What sold for $10.12 a pack inside the store sells for $8.50 from the shop-on-wheels, manager Farooq Mahammad said.
The arrangement is legal, and licensed under the name F&S Petroleum, according to Connecticut officials. But a Port Chester community group — having pounded the pavement to fight the marketing of cigarettes to young people — does not see the truck in good humor.
“It’s a symbol of pureness and goodness,” Council of Community Services Executive Director Daniel Lipka said of the vehicle, now a forlorn-looking machine with most of the ice-cream ads stripped off.
Having seen his 6-year-old daughter light up at the bell of an ice-cream truck, Lipka had no doubt that the cigarette truck would have the same effect on children.
“Whatever is advertised to her, she likes,” he said.
The Port Chester Cares Community Coalition, an offshoot of the council, organized teams of adults and teenagers over the past two summers to talk with retailers in a campaign called “Operation Storefront.”
One main message was that it’s dangerous to put tobacco and kid-friendly products together because it encourages underage smoking, coalition director Jenny Myers said.
The teams fanned out to survey corner stores and urge them not to display tobacco ads at child’s-eye level. Tobacco products may be sold only to those 18 and older in both New York and Connecticut.

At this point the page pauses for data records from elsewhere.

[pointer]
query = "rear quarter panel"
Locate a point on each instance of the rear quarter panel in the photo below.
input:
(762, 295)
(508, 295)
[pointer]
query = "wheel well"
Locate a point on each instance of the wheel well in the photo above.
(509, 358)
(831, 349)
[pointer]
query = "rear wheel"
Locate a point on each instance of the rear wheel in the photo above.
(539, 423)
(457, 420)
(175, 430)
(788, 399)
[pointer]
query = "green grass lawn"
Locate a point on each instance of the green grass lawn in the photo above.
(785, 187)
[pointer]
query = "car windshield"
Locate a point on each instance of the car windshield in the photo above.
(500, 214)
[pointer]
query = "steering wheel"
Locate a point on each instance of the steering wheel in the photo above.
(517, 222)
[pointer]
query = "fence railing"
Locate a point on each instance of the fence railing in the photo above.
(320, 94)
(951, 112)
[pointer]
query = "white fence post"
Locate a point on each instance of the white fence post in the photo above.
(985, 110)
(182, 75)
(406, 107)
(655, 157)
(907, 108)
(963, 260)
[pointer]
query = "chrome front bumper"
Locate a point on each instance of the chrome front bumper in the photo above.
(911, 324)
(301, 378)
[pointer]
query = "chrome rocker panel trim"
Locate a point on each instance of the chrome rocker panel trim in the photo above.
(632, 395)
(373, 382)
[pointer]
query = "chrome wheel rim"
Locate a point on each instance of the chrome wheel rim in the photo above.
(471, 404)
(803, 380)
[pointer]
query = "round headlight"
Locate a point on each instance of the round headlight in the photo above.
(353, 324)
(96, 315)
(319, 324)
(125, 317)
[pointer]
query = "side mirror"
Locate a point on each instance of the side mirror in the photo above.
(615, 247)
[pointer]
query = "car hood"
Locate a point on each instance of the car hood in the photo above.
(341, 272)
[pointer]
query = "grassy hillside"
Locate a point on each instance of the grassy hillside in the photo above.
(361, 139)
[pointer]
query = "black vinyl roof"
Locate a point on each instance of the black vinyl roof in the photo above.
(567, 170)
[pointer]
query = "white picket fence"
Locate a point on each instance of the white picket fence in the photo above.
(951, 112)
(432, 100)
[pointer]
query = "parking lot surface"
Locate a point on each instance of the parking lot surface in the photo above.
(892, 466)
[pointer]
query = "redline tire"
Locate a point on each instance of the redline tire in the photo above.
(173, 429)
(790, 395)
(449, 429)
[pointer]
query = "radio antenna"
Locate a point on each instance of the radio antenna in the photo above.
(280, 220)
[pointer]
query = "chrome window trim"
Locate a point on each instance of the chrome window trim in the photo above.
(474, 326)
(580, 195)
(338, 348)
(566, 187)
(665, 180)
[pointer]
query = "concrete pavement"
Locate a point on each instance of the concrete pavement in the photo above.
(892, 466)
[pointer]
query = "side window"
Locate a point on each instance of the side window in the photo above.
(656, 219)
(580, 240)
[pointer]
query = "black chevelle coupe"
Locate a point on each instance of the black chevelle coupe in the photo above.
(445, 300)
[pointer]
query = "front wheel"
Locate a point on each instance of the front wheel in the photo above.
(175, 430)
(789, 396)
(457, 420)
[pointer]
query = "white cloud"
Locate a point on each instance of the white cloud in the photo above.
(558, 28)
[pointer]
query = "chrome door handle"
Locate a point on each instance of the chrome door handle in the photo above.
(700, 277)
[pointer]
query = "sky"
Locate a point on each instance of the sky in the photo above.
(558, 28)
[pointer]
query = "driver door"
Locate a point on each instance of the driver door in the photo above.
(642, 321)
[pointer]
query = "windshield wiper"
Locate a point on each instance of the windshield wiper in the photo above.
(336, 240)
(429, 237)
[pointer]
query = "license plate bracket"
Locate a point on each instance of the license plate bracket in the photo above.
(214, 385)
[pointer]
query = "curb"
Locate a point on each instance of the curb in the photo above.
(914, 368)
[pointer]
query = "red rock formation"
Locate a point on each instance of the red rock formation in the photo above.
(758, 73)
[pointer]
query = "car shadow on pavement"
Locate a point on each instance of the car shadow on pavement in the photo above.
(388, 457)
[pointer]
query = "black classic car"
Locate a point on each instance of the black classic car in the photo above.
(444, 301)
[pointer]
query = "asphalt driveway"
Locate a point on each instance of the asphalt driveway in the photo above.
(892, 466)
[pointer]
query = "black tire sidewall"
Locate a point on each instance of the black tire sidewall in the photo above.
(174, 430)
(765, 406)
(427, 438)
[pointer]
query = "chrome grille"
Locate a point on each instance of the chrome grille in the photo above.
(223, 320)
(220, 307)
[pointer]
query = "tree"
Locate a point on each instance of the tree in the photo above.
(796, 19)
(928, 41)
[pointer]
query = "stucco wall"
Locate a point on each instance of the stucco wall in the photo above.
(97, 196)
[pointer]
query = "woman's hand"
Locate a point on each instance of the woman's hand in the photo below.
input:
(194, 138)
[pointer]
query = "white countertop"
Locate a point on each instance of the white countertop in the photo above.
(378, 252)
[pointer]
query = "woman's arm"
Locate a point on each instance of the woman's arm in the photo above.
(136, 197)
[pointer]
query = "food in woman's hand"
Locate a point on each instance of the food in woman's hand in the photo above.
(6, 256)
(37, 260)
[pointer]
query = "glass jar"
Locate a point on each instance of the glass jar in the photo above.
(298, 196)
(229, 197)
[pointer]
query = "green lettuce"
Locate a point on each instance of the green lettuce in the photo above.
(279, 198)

Asked about the concerns, Mahammad noted that stores commonly sell both candy and cigarettes. He noted that the truck’s ice-cream ads had been removed. Customers, he said, are saving $2 a pack.
Javier Rivera, a limousine driver who regularly stops to buy cigarettes for co-workers, said he often sees lines form at the truck at 11 p.m., as people head out to bars.
“It’s a good deal. This guy, he’s making money,” Rivera said.
Connecticut puts a $3 tax on a pack of 20 cigarettes. New York raised its tax by $1.60 in July to $4.35 a pack.
New York City adds a local tax, bringing the surcharge to $5.85 there.
The coalition and other advocates still plan to bring their concerns to the gas station’s owners.
Port Chester school board member Blanca Lopez said the truck threatens to roll back the strides made by the village and school district against underage drinking and smoking.
“This is staring right at us in the face,” she said, “and we realize there’s just so much to do.”